Lastly, the Maisel Synagogue, which was the most contemporary and honestly, least interesting.

Since it was a nice day, we turned our sights on the Charles Bridge and Prague Castle. I have no idea what story the statuary on the Charles Bridge is trying to tell, but it must be quite the saga given the broad range of imagery.





I know we walked up to Prague Castle last time we were here, but for some reason, we didn’t go in, so we decided to go see what the castle complex had to offer. The Castle itself is more interesting from the exterior than the interior – it’s just a large, cold, mostly empty stone castle – but the church buildings around it were gorgeous.








At the end of the 15th century, the castle constructed new fortifying walls which included a row of tiny, colorful houses initially meant for castle security but later becoming homes to alchemists, goldsmiths, artists, and writes, including Franz Kafka.

We wrapped up the day with a hike over to a hilltop beer garden.
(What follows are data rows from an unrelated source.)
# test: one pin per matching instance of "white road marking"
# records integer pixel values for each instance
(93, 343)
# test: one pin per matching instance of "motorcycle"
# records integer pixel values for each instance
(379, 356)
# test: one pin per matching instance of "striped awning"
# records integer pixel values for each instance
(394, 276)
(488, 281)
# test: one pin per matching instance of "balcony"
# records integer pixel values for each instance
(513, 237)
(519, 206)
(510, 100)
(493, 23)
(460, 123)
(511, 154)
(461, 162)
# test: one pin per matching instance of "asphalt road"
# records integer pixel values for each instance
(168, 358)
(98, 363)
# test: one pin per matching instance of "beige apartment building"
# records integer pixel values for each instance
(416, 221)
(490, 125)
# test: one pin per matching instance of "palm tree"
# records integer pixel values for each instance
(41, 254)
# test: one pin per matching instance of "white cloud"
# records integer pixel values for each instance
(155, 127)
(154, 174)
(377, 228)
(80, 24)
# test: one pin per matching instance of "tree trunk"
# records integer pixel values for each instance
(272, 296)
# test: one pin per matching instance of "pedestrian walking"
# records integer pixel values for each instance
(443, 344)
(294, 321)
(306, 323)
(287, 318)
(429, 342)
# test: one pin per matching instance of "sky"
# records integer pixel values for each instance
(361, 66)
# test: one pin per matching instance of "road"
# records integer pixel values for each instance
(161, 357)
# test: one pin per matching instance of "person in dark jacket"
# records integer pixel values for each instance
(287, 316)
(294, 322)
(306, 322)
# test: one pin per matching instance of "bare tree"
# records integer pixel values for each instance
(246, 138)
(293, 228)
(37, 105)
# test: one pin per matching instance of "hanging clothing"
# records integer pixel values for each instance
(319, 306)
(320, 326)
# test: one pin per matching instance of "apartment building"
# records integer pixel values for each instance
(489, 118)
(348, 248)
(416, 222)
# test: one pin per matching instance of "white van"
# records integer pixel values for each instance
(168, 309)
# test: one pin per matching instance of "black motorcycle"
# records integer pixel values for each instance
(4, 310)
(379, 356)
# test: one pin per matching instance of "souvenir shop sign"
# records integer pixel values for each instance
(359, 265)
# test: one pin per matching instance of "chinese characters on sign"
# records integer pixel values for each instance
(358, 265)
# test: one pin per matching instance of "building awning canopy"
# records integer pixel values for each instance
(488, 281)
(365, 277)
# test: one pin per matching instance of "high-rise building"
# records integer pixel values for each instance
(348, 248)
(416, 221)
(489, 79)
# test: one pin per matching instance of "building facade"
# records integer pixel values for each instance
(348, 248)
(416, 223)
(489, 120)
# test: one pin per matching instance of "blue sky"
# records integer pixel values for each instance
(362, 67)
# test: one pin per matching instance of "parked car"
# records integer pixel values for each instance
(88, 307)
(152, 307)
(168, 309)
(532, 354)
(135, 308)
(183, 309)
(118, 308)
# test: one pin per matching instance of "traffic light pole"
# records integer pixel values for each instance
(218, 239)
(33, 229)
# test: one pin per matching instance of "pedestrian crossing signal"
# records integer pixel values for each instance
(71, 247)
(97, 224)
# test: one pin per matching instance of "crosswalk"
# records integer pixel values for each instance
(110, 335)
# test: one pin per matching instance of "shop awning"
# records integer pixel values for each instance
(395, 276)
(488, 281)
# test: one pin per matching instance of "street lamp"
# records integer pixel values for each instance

Amazing views of the city, good beer, and great company.

The next day was rainy, and so we planned to do some thrift and vintage shopping with kiddo. Prague has a good number of such shops and so we trekked all over the city finding some cute things and some, well, let’s just say some interesting things.

We stopped for lunch at an outside food vendor. When Luke and I were here forever ago, there were food stalls all over Wenceslas Square but they have been eliminated. I really wanted to try one of Prague’s famous street food items – a giant potato pancake – and so we put our pride aside and went to one of the vendors on Old Town Square. Your menu options here are potato pancakes or ham, cut off the giant ham on the charcoal smoker out front. That’s it, and you don’t need anything else.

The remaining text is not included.